1After six days, Jesus took with him Peter, James, and John his brother, and brought them up into a high mountain by themselves. 2He was changed before them. His face shone like the sun, and his garments became as white as the light. 3Behold, Moses and Elijah appeared to them talking with him.
4Peter answered and said to Jesus, “Lord, it is good for us to be here. If you want, let’s make three tents here: one for you, one for Moses, and one for Elijah.”
5While he was still speaking, behold, a bright cloud overshadowed them. Behold, a voice came out of the cloud, saying, “This is my beloved Son, in whom I am well pleased. Listen to him.”
6When the disciples heard it, they fell on their faces, and were very afraid. 7Jesus came and touched them and said, “Get up, and don’t be afraid.” 8Lifting up their eyes, they saw no one, except Jesus alone.
9As they were coming down from the mountain, Jesus commanded them, saying, “Don’t tell anyone what you saw, until the Son of Man has risen from the dead.”
10His disciples asked him, saying, “Then why do the scribes say that Elijah must come first?”
11Jesus answered them, “Elijah indeed comes first, and will restore all things; 12but I tell you that Elijah has come already, and they didn’t recognize him, but did to him whatever they wanted to. Even so the Son of Man will also suffer by them.” 13Then the disciples understood that he spoke to them of John the Baptizer.

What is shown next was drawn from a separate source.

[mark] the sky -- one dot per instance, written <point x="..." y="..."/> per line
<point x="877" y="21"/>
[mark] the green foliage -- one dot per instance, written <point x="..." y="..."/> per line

14When they came to the multitude, a man came to him, kneeling down to him and saying, 15“Lord, have mercy on my son, for he is epileptic and suffers grievously; for he often falls into the fire, and often into the water. 16So I brought him to your disciples, and they could not cure him.”
17Jesus answered, “Faithless and perverse generation! How long will I be with you? How long will I bear with you? Bring him here to me.” 18Jesus rebuked the demon, and it went out of him, and the boy was cured from that hour.
19Then the disciples came to Jesus privately, and said, “Why weren’t we able to cast it out?”
20He said to them, “Because of your unbelief. For most certainly I tell you, if you have faith as a grain of mustard seed, you will tell this mountain, ‘Move from here to there,’ and it will move; and nothing will be impossible for you. 21But this kind doesn’t go out except by prayer and fasting.”
22While they were staying in Galilee, Jesus said to them, “The Son of Man is about to be delivered up into the hands of men, 23and they will kill him, and the third day he will be raised up.”
They were exceedingly sorry.
24When they had come to Capernaum, those who collected the didrachma coins came to Peter, and said, “Doesn’t your teacher pay the didrachma?” 25He said, “Yes.”
When he came into the house, Jesus anticipated him, saying, “What do you think, Simon? From whom do the kings of the earth receive toll or tribute? From their children, or from strangers?”
26Peter said to him, “From strangers.”
Jesus said to him, “Therefore the children are exempt. 27But, lest we cause them to stumble, go to the sea, cast a hook, and take up the first fish that comes up. When you have opened its mouth, you will find a stater coin. Take that, and give it to them for me and you.”
Capernaum is about 2.5 miles from where the Jordan River enters the Sea of Galilee on the northwest shore of the lake. It was a busy fishing center, was the home of the local Roman garrison, and was a toll stop on the road from Damascus to the Mediterranean [1]. It is almost universally accepted that Jesus made Capernaum the headquarters of His Galilean ministry. It was also the home of Peter. The text of Mat 4:13 seems to indicate that after the rejection he encountered in his hometown of Nazareth (Lk 4:16-30, but not in Mat 4:13), Capernaum became His new hometown, from which he ministered throughout the Galilee (Lk 4:44).
Excavations were conducted at Capernaum several different times, starting in 1838 and going on sporadically until 1982. Among the finds at the site are a large public building, a jetty with a pier on the lakeshore, and several first-century houses of the Roman insulae style.[2] Perhaps the most interesting finds are the fourth-century synagogue built on top of the foundations of a first-century synagogue and what is widely believed to be Peter’s House nearby.
[1] Merrill F. Unger, Archaeology and the New Testament (Grand Rapids, MI: Zondervan, 1962), 126.
[2] Jack Finegan, The Archaeology of the New Testament: The Life of Jesus and the Beginning of the Early Church (ebook), (Princeton, NJ: Princeton University Press, 1992), 98.